Indeed, data from the past week shows that San Franciscans are getting out more than they did a year ago. They're still spending more time at home than before the pandemic, but 5 percentage points less than last January, according to Google Community Mobility Reports.
In Dearborn, Mich., customers at Famous Hamburger increased last month despite surging cases, and they've remained plentiful, said owner Mohammed Hider, who has gone back to normal activity himself.
"People here want to live their lives and they are going to frequent restaurants that are doing it right," he said. "We need to try to put it behind us, get vaccinated and move forward."
In the U.S., health officials last month halved isolation restrictions for asymptomatic people to five days.
Given omicron's lesser virulence and vaccines' proven power, people are acting rationally, said Elissa Perkins, director of infectious-disease management in Boston Medical Center's Department of Emergency Medicine.
In 2020, she said, following the science meant social distancing and other tactics to flatten the pandemic curve. In 2021, it meant pushing for vaccinations.
Now, "it means that we need to do our best to try to get back to as normal a world as we can, especially for the kids," she said.
Her fellow physicians tend to be risk-averse, Perkins said, "but I do feel like more and more people who have been ultraconservative in their response to covid-19, and their fear, are starting to acknowledge that it might be time to loosen up a bit."
Some are looser than others.
Jill Smagula, 44, said the two bars where she works in San Francisco's hard-partying Marina District have been "pretty packed," especially during football games.
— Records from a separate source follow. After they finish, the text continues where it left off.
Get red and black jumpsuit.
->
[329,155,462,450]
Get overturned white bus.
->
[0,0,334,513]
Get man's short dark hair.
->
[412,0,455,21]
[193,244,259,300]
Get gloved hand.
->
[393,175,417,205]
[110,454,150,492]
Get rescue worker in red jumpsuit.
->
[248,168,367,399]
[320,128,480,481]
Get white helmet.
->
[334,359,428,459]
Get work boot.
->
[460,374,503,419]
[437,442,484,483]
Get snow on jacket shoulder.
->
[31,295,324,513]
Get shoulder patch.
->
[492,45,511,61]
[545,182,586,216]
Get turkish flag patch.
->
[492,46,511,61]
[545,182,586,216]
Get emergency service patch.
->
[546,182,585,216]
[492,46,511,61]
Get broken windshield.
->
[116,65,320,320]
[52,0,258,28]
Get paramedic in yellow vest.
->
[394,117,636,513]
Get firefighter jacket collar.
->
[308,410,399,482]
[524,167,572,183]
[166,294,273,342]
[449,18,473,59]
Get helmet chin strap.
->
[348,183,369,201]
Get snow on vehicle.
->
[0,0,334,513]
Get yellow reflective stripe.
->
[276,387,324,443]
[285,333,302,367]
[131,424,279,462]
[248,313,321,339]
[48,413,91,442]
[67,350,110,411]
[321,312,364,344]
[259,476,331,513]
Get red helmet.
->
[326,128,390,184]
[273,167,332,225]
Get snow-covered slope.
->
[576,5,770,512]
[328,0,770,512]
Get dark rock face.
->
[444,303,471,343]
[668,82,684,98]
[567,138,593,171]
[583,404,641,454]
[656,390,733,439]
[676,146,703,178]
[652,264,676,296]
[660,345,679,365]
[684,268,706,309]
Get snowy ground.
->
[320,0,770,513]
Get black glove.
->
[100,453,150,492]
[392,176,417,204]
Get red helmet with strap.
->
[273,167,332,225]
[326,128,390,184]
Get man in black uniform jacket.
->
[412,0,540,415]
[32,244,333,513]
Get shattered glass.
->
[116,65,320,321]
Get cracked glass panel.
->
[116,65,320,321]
"Everyone's vaxxed and boosted and a lot of people have already gotten it, and it's just a way of life now," she said. "Especially for people who go out in bars, it doesn't really seem like it's deterring too, too much."
Since getting vaccinated, Smagula has been going to the gym and the movies but canceled a Las Vegas trip this month. She said people are forgoing the "unnecessary kind of adventures and gatherings" -- but not bar crawls.